Project title and acronym

Ageing of Composites in Deep-water Environment (AGE-CO-DEEP)

Host facility

POSEIDON E1-M3A (Hellenic Centre for Marine Research)

Modality of Access

MoA2 – Partially remote (the presence of the user is required at some stage, e.g. for installing and uninstalling an instrument)


Composites materials are used in the marine, offshore and underwater industry for decades, due to their intrinsic properties, e.g. lightweight structures compared to metallic ones of equal strength, corrosion resistant, etc. More specifically, the demand for composite materials in deep-water applications and in primary applications within the Offshore Oil & Gas industry and deep-water vehicles (e.g. Automated Underwater Vehicles) has been increasing rapidly the last 10 years. This trend is expected to continue in the aforementioned sectors, but also in other sectors such as

Oceanography for deep-water exploration, as further integration of composite materials in underwater structures is rigorously pursued. With respect to the composite materials used, the constituents are, mainly, glass or carbon fibres mixed with a matrix material (polymeric resin). Glass fibre composite material is the most widely used, due to the combination of low cost to adequate strength, but carbon fibre composites are gaining market share in the deep-water applications, especially due to their excellent high strength and low weight combination. These features along with other specific advantages (facilitation of easier underwater deployment, buoyancy, thermal isolation, non-corrosive, etc.) strongly favour the use of composites. Nevertheless composite materials can be affected by degradation mechanisms, like:

• Structural damage due to static loading under hydrostatic pressure, sometimes combined with creep, dynamic and impact loads

• Ageing due to absorption

• Biological attack.

More particularly, in a scenario of prolonged underwater use of composite material structures, the physical and mechanical properties can be degraded by the attacks on the matrix material (resin) and/or the fibres, which can be manifested in the degradation of the interface between matrix and fibre, reinforcement, the interface between two adjoining plies (delimination), etc. The phenomenon is called ageing of composites and is very critical for composite underwater structures that operate for prolonged periods of time. Studying ageing effects of composites may address many of the uncertainties, related with the long-term performance of composites under conditions encountered in service.

In   this   context,   the   long-term   behaviour   of   composite   materials   in   the   deep-water environment will be studied. Environmental parameters of the deep-sea that affect durability will  be measured  in  situ,  and  the  structural  behaviour  of  composite  specimens  will  be monitored for a period of 18 months. Moreover the aged specimens will be recovered after the end of 18 months and tested in laboratory environment and quantify the effect of ageing on mechanical properties of the studied composite materials.

The  POSEIDON  infrastructure  of  the  Hellenic  Center  for  Marine  Research  provides  the necessary environmental information and the appropriate operational and technical facilities for  an  18  months  ageing  study  of  a  series  of  composite  specimens  in  the  depth  of approximately 1.000 meters. The POSEIDON M3A station monitors at several depths environmental parameters like sea temperature, salinity, dissolved oxygen, currents, biogeochemical parameters and sediment composition including deposition rate.

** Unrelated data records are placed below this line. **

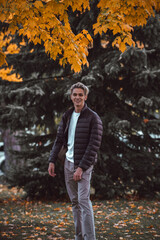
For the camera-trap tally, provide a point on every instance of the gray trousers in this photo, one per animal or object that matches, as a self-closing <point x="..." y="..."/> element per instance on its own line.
<point x="79" y="193"/>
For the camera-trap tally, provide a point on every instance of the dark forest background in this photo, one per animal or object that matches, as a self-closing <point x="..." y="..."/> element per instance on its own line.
<point x="124" y="91"/>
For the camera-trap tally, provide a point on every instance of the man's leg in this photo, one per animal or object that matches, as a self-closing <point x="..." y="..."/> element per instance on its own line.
<point x="86" y="206"/>
<point x="72" y="189"/>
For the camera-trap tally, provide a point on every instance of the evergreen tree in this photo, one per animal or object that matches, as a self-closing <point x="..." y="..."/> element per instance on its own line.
<point x="124" y="90"/>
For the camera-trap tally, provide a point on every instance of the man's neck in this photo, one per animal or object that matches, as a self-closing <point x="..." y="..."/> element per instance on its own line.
<point x="78" y="109"/>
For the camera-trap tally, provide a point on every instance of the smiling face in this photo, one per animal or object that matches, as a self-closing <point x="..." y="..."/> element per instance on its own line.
<point x="78" y="98"/>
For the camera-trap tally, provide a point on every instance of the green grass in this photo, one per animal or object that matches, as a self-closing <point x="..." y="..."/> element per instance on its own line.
<point x="115" y="219"/>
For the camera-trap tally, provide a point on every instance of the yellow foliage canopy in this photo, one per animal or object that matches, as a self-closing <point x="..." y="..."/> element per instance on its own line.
<point x="46" y="21"/>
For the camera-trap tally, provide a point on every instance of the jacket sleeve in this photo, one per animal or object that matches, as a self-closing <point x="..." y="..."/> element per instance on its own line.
<point x="58" y="141"/>
<point x="94" y="143"/>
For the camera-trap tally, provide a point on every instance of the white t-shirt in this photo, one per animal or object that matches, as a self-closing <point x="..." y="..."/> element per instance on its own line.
<point x="71" y="136"/>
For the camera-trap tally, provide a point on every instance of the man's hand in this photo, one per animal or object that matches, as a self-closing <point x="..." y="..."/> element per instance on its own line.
<point x="78" y="174"/>
<point x="51" y="169"/>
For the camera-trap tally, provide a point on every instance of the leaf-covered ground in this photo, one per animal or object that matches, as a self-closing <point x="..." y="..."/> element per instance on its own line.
<point x="115" y="219"/>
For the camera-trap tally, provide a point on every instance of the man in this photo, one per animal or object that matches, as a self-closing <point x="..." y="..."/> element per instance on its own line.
<point x="81" y="131"/>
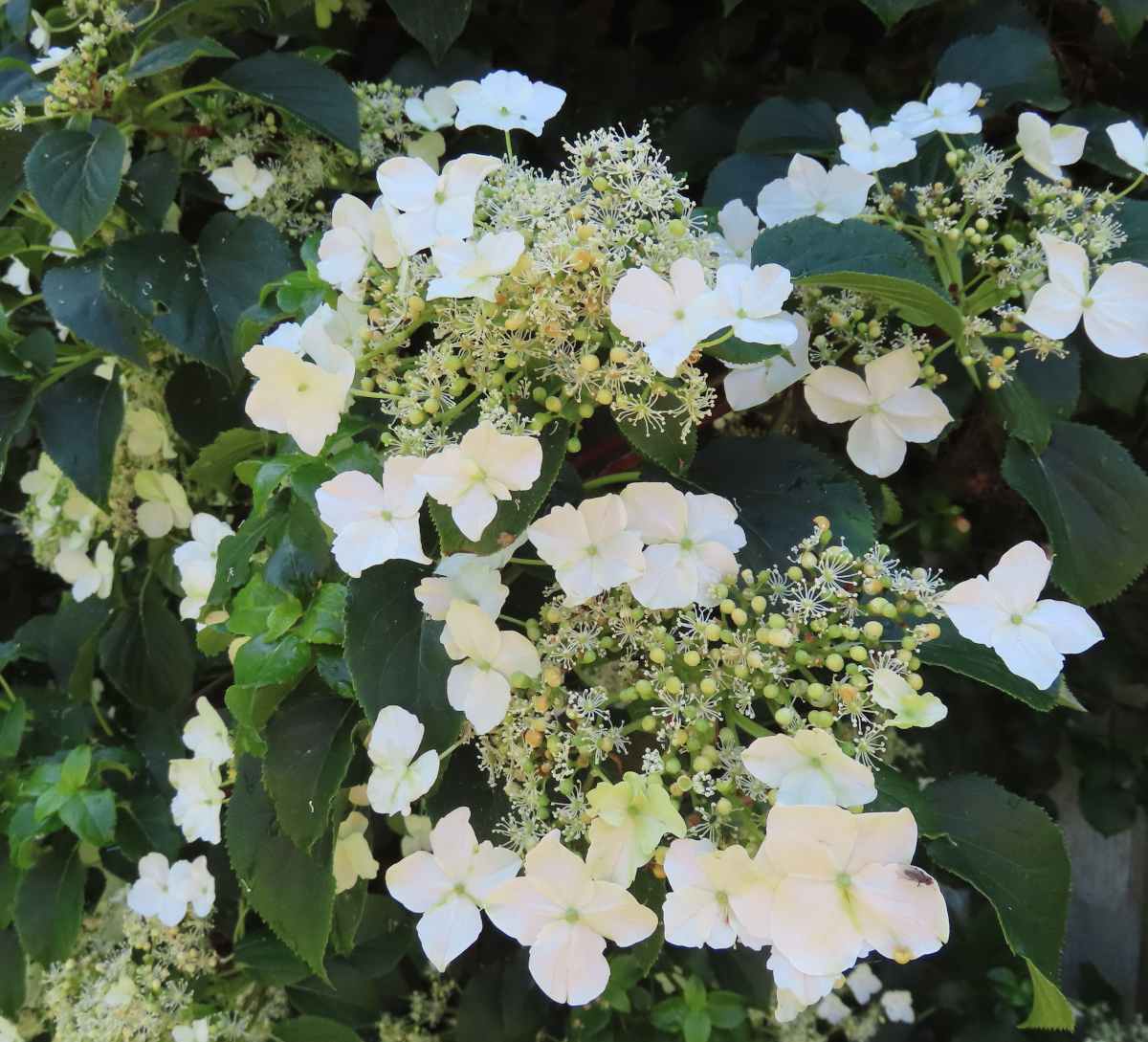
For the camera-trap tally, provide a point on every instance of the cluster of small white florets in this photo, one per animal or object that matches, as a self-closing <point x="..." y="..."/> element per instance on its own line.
<point x="144" y="499"/>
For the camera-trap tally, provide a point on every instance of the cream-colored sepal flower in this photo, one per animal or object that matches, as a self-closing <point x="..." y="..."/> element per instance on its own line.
<point x="353" y="859"/>
<point x="885" y="409"/>
<point x="302" y="398"/>
<point x="692" y="541"/>
<point x="1115" y="308"/>
<point x="433" y="207"/>
<point x="506" y="101"/>
<point x="206" y="735"/>
<point x="847" y="885"/>
<point x="566" y="916"/>
<point x="241" y="183"/>
<point x="373" y="522"/>
<point x="449" y="885"/>
<point x="718" y="897"/>
<point x="479" y="685"/>
<point x="631" y="817"/>
<point x="1003" y="611"/>
<point x="1048" y="149"/>
<point x="589" y="546"/>
<point x="397" y="776"/>
<point x="669" y="318"/>
<point x="810" y="190"/>
<point x="474" y="269"/>
<point x="482" y="470"/>
<point x="910" y="708"/>
<point x="809" y="767"/>
<point x="166" y="892"/>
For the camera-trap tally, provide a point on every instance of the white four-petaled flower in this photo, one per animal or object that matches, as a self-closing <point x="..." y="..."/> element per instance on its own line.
<point x="887" y="409"/>
<point x="196" y="563"/>
<point x="747" y="386"/>
<point x="1046" y="148"/>
<point x="397" y="777"/>
<point x="298" y="397"/>
<point x="1130" y="144"/>
<point x="374" y="522"/>
<point x="449" y="885"/>
<point x="947" y="109"/>
<point x="1003" y="613"/>
<point x="809" y="767"/>
<point x="433" y="207"/>
<point x="1115" y="308"/>
<point x="667" y="318"/>
<point x="740" y="228"/>
<point x="845" y="884"/>
<point x="479" y="685"/>
<point x="718" y="897"/>
<point x="483" y="468"/>
<point x="505" y="101"/>
<point x="566" y="916"/>
<point x="475" y="269"/>
<point x="589" y="546"/>
<point x="810" y="190"/>
<point x="690" y="543"/>
<point x="166" y="892"/>
<point x="434" y="110"/>
<point x="750" y="302"/>
<point x="871" y="149"/>
<point x="241" y="183"/>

The advantage that is offered by conducting these experiments linked with the POSEIDON infrastructure is, that the degradation mechanisms and the recorded data from the specimens can be linked to the environmental parameters that the POSEIDON station monitors and useful correlations can be deducted which can aid in the identification and quantification of the ageing mechanisms which promote the degradation of the mechanical properties of the tested composites specimens.

The long-term environmental and load effects to the composites will be examined and measured. The results will be used from ALS in order to excide its material knowledge and experience beyond the existing state of the art. The ageing of the composites is an open and unexplored research field especially for the deep-water environment.